Overview
IntraScribe is a privacy-first, on-premise-capable speech transcription and collaboration platform designed for organizations such as enterprises, schools, and government units. It supports real-time transcription (WebRTC), speaker diarization, high-quality batch transcription, and template-driven AI summarization and title generation. The system emphasizes modular frontends, microservice-based backends, and keeping data within private networks to meet compliance requirements.
Key Features
- Privacy and on-premise deployment: can be deployed in air-gapped or internal networks to prevent data exfiltration.
- Real-time ASR with low latency: WebRTC-based capture and SSE/streaming of transcription segments.
- Speaker diarization and editable transcripts: diarization via pyannote.audio with frontend editing and renaming support.
- High-quality batch re-transcription: post-session processing to improve accuracy and produce structured transcripts.
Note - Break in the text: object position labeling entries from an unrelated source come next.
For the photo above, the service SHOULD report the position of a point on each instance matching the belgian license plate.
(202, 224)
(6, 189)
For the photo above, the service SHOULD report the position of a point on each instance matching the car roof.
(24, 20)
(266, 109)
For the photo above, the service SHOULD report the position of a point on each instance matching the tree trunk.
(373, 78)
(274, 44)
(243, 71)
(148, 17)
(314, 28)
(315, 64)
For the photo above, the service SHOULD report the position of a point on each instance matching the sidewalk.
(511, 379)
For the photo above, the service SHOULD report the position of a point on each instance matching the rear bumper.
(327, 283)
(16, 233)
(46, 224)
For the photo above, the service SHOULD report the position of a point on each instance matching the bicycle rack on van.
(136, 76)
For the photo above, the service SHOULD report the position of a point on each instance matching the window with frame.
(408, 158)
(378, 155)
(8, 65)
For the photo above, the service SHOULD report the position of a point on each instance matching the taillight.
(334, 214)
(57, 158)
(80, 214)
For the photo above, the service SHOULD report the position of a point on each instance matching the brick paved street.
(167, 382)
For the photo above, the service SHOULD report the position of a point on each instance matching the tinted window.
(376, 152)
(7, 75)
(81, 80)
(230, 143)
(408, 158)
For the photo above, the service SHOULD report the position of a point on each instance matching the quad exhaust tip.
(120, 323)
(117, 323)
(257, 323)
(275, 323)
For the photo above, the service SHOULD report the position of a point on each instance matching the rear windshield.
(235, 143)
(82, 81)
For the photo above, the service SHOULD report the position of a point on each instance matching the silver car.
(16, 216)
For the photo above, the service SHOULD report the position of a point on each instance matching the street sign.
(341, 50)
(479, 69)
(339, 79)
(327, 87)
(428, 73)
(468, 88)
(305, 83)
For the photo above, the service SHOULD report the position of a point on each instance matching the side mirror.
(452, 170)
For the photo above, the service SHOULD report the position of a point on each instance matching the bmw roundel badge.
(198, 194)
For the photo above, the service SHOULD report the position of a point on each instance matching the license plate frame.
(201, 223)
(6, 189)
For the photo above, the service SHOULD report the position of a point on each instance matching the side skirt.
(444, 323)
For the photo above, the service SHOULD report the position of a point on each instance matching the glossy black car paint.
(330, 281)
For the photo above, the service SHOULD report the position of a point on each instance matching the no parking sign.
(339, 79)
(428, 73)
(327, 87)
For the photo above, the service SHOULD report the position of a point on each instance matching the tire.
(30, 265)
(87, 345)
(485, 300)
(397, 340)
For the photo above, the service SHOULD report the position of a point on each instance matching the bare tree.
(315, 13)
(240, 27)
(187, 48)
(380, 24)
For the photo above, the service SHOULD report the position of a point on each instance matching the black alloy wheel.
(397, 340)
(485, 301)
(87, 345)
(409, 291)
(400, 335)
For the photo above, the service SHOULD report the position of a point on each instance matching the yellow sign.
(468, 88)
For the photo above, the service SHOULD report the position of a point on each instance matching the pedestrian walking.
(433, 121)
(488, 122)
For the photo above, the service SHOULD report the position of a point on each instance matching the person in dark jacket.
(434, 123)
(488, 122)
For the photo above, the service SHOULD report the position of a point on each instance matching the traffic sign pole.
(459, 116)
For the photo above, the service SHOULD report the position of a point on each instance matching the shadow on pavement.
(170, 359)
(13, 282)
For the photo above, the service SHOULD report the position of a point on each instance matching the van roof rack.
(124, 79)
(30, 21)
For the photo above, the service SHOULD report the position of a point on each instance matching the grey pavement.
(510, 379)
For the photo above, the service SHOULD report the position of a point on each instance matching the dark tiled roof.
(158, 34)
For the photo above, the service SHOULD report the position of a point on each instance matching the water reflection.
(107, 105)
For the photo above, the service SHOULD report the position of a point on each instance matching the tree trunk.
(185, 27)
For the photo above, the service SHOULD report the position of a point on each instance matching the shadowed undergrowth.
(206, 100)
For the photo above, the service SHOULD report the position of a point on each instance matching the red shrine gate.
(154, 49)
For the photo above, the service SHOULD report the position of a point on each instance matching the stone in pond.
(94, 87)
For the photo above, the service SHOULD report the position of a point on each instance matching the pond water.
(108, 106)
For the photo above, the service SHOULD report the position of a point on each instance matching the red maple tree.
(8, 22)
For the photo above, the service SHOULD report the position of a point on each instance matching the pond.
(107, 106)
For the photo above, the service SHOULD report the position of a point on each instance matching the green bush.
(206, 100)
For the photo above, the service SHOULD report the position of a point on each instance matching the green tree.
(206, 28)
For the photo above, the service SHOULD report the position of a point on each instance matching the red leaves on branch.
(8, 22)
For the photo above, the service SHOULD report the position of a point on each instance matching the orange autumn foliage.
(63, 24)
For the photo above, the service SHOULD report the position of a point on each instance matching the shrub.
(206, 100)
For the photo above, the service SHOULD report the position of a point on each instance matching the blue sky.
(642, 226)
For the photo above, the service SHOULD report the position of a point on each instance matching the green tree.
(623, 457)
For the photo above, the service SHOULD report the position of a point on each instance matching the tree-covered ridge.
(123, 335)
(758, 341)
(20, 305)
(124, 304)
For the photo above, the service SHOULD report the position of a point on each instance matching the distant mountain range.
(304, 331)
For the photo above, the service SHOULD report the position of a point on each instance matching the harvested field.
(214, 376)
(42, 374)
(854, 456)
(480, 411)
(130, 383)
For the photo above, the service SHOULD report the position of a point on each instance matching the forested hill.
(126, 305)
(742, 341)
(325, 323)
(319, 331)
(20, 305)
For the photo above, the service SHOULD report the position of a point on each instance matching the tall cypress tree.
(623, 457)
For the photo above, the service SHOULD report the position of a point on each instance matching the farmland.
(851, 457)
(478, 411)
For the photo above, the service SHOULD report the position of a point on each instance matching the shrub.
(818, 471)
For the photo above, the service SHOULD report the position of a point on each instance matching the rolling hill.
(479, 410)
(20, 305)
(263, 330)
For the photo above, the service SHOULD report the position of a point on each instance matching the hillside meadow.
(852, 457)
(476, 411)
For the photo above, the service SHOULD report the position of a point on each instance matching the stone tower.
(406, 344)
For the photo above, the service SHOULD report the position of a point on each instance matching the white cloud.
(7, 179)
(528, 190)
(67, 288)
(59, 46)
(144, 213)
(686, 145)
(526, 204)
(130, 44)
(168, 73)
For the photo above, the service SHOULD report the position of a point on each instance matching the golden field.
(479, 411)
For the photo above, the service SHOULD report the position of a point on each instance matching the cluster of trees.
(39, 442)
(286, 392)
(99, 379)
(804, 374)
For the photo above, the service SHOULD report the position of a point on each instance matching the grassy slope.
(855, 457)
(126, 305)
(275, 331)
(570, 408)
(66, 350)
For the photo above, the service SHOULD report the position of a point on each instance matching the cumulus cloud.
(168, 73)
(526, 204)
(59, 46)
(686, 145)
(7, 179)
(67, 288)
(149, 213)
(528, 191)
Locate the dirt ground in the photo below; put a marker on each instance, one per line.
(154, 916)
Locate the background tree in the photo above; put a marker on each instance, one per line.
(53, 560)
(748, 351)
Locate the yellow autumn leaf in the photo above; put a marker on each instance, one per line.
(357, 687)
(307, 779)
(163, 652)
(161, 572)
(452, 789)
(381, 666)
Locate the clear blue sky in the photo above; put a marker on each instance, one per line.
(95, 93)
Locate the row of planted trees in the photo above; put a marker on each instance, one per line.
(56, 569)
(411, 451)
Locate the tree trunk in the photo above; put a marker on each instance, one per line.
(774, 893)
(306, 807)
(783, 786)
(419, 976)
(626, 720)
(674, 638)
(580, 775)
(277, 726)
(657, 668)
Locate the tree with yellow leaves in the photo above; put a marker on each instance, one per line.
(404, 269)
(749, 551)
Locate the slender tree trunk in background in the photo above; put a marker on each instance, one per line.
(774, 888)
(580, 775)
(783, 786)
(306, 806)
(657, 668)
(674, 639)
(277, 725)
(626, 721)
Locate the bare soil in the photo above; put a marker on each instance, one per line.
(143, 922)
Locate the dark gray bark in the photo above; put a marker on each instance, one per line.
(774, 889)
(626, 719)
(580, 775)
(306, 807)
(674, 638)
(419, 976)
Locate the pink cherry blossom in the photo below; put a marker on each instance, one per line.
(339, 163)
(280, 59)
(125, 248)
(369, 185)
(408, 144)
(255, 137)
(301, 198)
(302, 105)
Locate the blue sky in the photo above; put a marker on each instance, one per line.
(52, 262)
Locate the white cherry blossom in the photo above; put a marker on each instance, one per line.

- Template-driven AI summarization: integrates LiteLLM to generate structured Markdown summaries and concise titles.
Use Cases
- Meeting minutes and knowledge capture for organizations requiring internal-only deployments and auditability.
- Classroom and seminar transcription with multi-speaker annotation and editing.
- Sensitive environments such as command centers or production sites where latency and privacy are critical.
Technical Highlights
- Frontend: Next.js (App Router) + React + TypeScript, with WebRTC integration.
- Backend: microservices built with FastAPI (Python), including STT, diarization and agent services; supports GPU-accelerated models.
- Storage and realtime: Supabase (Postgres + Auth + Storage + Realtime) for data storage and event subscriptions.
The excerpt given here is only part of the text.